Sentada, era toda joelhos,
numa busca incessante das alcatifadas palavras.
Era milhares de palavras despidas,
e dois: eu e o poema.
Embrulhado longe, em si, em nada,
Em madeiras de chão e memórias,
Vitórias,
perdidas algures no seu chão.
Passei em rolos de pés e pegadas trocadas sem rumo.
Queria-o em mim, para mim, para os outros,
Queria arrancá-lo dos pavimentos onde se afundava.
Queria-o à força em troca de quase nada.
E ele enrolado, escondido, perdido em rastos cruzados.
Enterrava as maos na areia, mas vazias como iam, vazias voltavam.
As minhas garras, a minha fúria, nao lhe interessavam.
Então tentei.
Desamarro lentamente as lages do chão,
descasco as farpas das pegadas em madeira,
Proponho um acordo, uma brincadeira.
Pois se o poema vier hei de o deixar ser livre.
Sem me pertencer a mim, ou aos tapetes em que se esconde.
Sem dono e sem chão.
Há de ser alma, fuga, rebelião.
E todos os poetas hão de saber, que há poemas de alma
outros de ser,
mas que o poema em si não tem pertence,
ou dono, ou chão, ou luz.
Vence.
Maria Inês Beires
Não é meu costume por os meus poemas aqui, nem meu costume é escrever desta forma.
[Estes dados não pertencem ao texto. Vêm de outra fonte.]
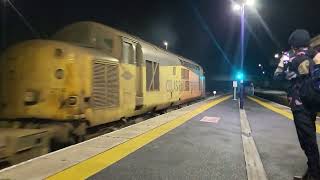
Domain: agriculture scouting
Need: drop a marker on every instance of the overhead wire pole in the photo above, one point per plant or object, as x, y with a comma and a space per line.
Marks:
3, 24
242, 54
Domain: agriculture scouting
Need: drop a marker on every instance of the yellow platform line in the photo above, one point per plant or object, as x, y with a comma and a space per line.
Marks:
93, 165
278, 110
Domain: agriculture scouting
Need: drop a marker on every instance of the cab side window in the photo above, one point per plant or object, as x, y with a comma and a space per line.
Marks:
128, 53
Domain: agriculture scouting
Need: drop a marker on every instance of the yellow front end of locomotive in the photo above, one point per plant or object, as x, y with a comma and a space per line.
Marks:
41, 79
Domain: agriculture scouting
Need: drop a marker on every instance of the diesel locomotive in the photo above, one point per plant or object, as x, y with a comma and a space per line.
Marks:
86, 75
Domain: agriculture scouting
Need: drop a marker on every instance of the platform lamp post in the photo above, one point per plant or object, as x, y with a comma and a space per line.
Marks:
241, 6
3, 4
166, 44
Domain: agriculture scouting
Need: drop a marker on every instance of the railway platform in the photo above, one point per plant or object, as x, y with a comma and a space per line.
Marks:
212, 139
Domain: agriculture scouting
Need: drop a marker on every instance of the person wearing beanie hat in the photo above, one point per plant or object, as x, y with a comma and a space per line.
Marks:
300, 38
294, 66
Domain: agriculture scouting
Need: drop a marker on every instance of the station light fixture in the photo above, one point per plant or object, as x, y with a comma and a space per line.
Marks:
240, 76
236, 7
166, 44
250, 3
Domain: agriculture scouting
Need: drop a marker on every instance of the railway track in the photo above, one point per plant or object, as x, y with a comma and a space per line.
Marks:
91, 133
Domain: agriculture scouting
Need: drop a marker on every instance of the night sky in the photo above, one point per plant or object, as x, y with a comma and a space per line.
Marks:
197, 29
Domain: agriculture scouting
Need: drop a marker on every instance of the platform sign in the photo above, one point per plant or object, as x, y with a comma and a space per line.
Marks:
235, 84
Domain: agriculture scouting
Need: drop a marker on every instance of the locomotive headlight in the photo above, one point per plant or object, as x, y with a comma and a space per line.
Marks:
72, 100
59, 74
31, 97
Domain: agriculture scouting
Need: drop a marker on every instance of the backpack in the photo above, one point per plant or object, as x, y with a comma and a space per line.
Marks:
310, 88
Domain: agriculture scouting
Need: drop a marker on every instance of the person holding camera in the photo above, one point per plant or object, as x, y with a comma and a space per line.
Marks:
295, 67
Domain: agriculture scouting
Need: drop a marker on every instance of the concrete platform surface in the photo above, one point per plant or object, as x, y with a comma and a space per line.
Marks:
210, 140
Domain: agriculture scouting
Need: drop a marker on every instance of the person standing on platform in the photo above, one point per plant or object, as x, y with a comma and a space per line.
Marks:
294, 67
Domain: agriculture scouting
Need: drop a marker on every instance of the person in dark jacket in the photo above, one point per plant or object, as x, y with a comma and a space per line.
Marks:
294, 67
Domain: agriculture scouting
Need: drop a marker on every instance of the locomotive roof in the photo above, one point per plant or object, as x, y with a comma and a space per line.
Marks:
89, 25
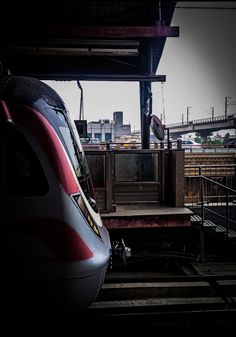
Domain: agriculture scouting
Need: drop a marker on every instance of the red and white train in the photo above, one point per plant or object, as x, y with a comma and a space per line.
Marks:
54, 248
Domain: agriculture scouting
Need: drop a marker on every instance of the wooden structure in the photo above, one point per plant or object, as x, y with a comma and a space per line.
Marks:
140, 188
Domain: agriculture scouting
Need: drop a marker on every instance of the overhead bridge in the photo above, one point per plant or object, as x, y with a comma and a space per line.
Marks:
203, 126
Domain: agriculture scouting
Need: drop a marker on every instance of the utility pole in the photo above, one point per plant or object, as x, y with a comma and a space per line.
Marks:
212, 112
227, 99
188, 108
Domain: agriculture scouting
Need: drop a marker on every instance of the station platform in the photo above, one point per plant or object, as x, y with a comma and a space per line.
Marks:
145, 215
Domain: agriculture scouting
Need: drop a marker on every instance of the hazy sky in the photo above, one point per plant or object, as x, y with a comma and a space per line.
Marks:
200, 69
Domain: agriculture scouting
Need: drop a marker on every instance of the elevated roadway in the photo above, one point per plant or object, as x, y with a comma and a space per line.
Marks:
203, 126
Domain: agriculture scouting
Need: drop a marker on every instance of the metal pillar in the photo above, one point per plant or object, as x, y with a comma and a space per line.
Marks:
146, 107
146, 96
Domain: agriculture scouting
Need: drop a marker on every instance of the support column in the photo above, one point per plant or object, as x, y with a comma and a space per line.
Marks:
146, 95
146, 110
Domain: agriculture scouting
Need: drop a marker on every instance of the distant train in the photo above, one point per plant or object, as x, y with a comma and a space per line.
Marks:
54, 249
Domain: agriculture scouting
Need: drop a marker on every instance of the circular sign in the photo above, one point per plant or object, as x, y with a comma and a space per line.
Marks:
157, 127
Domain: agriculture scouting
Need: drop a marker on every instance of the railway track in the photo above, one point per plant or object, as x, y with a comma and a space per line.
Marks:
148, 300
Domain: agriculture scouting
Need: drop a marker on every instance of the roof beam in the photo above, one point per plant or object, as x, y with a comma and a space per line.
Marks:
113, 31
128, 78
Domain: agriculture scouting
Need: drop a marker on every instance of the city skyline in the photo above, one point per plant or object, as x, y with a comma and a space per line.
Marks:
199, 66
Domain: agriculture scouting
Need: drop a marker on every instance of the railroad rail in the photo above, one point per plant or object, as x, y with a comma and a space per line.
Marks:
150, 300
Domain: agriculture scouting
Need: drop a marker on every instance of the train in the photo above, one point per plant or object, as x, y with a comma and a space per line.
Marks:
55, 250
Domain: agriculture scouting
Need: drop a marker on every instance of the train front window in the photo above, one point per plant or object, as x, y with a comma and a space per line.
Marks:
70, 147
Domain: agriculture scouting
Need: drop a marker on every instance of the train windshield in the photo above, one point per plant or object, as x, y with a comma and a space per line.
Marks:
79, 163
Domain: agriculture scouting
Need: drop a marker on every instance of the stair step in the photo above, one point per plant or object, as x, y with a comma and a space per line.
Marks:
231, 234
196, 218
220, 229
209, 223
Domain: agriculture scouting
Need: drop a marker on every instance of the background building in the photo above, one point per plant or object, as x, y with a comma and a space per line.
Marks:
106, 130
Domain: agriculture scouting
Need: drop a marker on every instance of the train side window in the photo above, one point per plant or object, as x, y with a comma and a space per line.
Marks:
25, 176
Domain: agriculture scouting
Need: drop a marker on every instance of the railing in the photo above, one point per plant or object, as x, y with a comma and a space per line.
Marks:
210, 192
201, 121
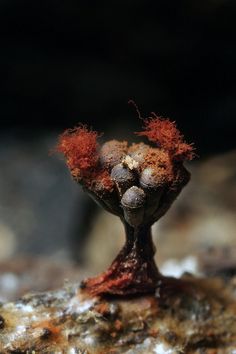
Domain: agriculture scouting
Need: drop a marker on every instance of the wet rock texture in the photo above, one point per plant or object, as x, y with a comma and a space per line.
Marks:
186, 315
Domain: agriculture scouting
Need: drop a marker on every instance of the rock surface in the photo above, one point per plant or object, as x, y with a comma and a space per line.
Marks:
187, 315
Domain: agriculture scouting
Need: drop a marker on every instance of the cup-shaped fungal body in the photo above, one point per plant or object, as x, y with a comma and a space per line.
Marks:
133, 204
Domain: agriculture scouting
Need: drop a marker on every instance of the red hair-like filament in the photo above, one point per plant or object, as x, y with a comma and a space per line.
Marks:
80, 147
165, 134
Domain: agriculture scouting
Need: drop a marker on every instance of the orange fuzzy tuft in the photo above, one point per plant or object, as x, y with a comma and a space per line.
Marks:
165, 134
79, 145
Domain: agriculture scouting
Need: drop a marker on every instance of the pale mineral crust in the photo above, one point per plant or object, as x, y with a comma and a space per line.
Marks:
187, 315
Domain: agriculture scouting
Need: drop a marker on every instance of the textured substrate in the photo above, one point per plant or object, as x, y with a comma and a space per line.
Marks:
187, 315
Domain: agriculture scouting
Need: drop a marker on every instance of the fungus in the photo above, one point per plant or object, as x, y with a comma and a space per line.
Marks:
137, 183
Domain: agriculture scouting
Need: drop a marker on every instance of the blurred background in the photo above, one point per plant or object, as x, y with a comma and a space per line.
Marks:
64, 62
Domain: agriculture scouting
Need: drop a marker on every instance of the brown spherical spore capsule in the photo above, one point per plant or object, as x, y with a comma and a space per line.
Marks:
138, 152
133, 203
123, 177
112, 153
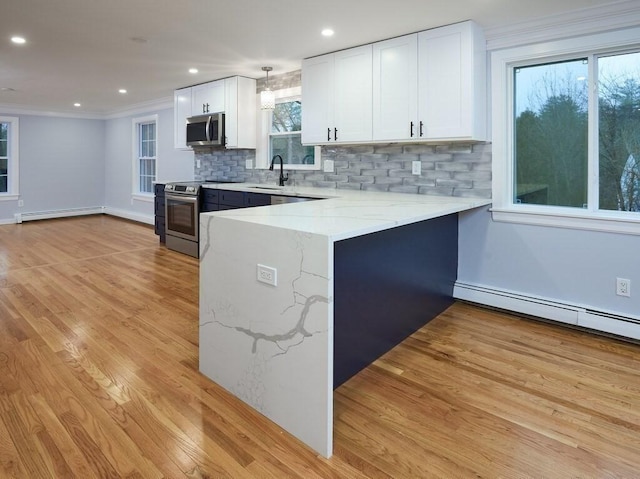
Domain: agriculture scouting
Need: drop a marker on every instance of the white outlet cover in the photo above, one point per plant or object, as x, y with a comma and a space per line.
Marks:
328, 166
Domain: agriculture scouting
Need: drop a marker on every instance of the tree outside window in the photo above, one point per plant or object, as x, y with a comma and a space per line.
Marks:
551, 144
285, 138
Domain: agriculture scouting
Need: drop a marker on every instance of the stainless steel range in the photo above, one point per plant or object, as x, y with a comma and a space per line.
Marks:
182, 214
182, 211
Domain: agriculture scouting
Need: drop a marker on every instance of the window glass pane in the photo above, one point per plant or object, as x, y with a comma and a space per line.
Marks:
287, 116
290, 148
550, 147
619, 132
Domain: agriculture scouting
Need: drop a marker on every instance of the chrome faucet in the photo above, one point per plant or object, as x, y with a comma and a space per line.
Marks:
282, 177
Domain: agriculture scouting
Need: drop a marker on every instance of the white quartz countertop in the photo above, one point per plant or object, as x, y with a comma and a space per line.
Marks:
343, 214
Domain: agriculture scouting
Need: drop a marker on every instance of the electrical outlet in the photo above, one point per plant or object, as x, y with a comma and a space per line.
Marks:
623, 287
327, 166
267, 274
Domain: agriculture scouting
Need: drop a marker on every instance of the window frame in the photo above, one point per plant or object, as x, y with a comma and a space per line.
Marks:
137, 148
265, 118
503, 63
13, 157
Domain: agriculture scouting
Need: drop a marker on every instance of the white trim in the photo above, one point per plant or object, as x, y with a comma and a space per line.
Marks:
625, 325
135, 143
13, 180
140, 218
51, 214
611, 16
502, 62
613, 222
136, 109
146, 197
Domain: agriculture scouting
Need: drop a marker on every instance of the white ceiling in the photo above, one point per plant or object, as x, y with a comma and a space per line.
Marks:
85, 50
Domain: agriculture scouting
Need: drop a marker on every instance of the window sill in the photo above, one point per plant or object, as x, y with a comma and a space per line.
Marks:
146, 197
608, 222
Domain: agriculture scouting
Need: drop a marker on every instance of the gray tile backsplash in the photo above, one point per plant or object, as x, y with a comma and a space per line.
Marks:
447, 170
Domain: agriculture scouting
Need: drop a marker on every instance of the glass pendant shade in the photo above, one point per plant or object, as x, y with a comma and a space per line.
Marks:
267, 100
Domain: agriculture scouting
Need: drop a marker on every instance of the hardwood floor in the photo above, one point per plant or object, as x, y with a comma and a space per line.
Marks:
99, 378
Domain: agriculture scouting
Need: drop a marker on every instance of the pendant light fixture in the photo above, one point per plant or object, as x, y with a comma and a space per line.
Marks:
267, 98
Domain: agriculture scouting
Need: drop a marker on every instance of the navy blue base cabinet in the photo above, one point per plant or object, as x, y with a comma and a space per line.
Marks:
387, 286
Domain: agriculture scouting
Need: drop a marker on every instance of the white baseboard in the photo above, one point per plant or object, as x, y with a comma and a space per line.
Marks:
140, 218
605, 321
44, 215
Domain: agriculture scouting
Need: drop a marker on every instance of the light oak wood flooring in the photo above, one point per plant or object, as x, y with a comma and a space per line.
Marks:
99, 379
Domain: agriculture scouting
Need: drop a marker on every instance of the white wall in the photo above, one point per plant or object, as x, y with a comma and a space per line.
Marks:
172, 165
61, 165
568, 266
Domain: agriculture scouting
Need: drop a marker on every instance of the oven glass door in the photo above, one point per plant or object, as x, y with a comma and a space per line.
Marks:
182, 216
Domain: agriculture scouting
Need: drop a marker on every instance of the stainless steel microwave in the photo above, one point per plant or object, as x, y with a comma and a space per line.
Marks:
206, 130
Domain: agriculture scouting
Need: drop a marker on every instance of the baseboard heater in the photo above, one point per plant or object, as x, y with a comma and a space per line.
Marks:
626, 326
44, 215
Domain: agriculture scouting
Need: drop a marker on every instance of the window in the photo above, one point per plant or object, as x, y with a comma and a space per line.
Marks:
280, 133
285, 138
145, 157
566, 133
8, 157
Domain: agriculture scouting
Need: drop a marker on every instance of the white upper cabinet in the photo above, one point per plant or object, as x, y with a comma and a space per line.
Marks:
428, 86
336, 97
235, 96
395, 88
181, 111
208, 98
452, 82
240, 112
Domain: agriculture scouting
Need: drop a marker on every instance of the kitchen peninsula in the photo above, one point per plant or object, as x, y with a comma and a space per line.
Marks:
296, 298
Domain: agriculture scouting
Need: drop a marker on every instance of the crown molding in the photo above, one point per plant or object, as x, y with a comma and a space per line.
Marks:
15, 109
613, 16
130, 110
140, 108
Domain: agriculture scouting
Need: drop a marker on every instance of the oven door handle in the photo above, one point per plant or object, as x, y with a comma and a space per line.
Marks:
208, 128
183, 198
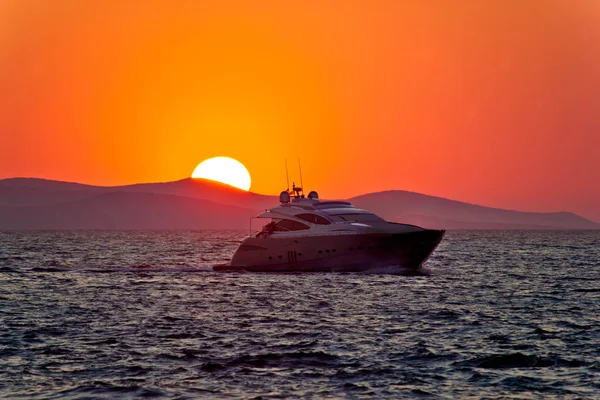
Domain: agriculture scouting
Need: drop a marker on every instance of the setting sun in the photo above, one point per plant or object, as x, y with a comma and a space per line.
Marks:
225, 170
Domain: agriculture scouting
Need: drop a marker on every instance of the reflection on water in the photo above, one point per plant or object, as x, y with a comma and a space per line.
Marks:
494, 314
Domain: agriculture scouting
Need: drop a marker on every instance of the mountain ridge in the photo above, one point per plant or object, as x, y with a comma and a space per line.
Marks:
36, 203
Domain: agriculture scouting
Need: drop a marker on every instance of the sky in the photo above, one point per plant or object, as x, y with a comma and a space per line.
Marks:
490, 102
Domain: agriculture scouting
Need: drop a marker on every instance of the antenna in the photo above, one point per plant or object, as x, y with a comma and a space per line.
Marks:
300, 169
287, 178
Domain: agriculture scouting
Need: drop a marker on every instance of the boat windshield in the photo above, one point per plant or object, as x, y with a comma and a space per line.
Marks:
313, 219
284, 225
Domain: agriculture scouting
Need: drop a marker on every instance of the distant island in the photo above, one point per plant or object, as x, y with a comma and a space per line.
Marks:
32, 203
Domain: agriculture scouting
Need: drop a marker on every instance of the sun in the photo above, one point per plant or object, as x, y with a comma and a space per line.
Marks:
225, 170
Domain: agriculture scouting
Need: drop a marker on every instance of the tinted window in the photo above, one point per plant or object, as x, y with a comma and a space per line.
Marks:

Costumo ser mais presa na métrica e rima dos versos. Mas há sempre uma primeira vez para tudo e experimentar não ha de fazer mal!
5 comentários:
Valeu a pena deixares o poema soltar-se. Da métrica, da rima... E também do chão (senti essa imensa luta que ele te deu, agarrado ao pavimento, antes de ser livre). Gostei muito.
Um belíssimo poema arrancado do chão com a delicadeza de quem colhe uma singela e frágil flor
num belo jardim. Volta sempre e deslumbra de novo com a tua poesia.
Parabéns.
Linda Inês, o costume já deu o que tinha a dar, e se a ideia fosse ficarmos todos ‘como de costume’ não nos tínhamos vindo aqui juntar! O poema é muito bonito… e a coragem não lhe fica atrás.
Raquel
Gostei muito do poema, do brincar com o nascimento do poema, com a sua criação, com o procurar da inspiração e do sentido da vida e das palavras em nós. Gostei também da libertação de partilhar o poema e esquecer a métrica :)
Fizeste muito bem, Inês, libertares-te da métrica e da rima!
E, na verdade, a tradição já não é, querida Inês, o que era! O teu poema é lindo! Gostei muito! E, publica-os, Inês! Somos nós que ficamos a ganhar!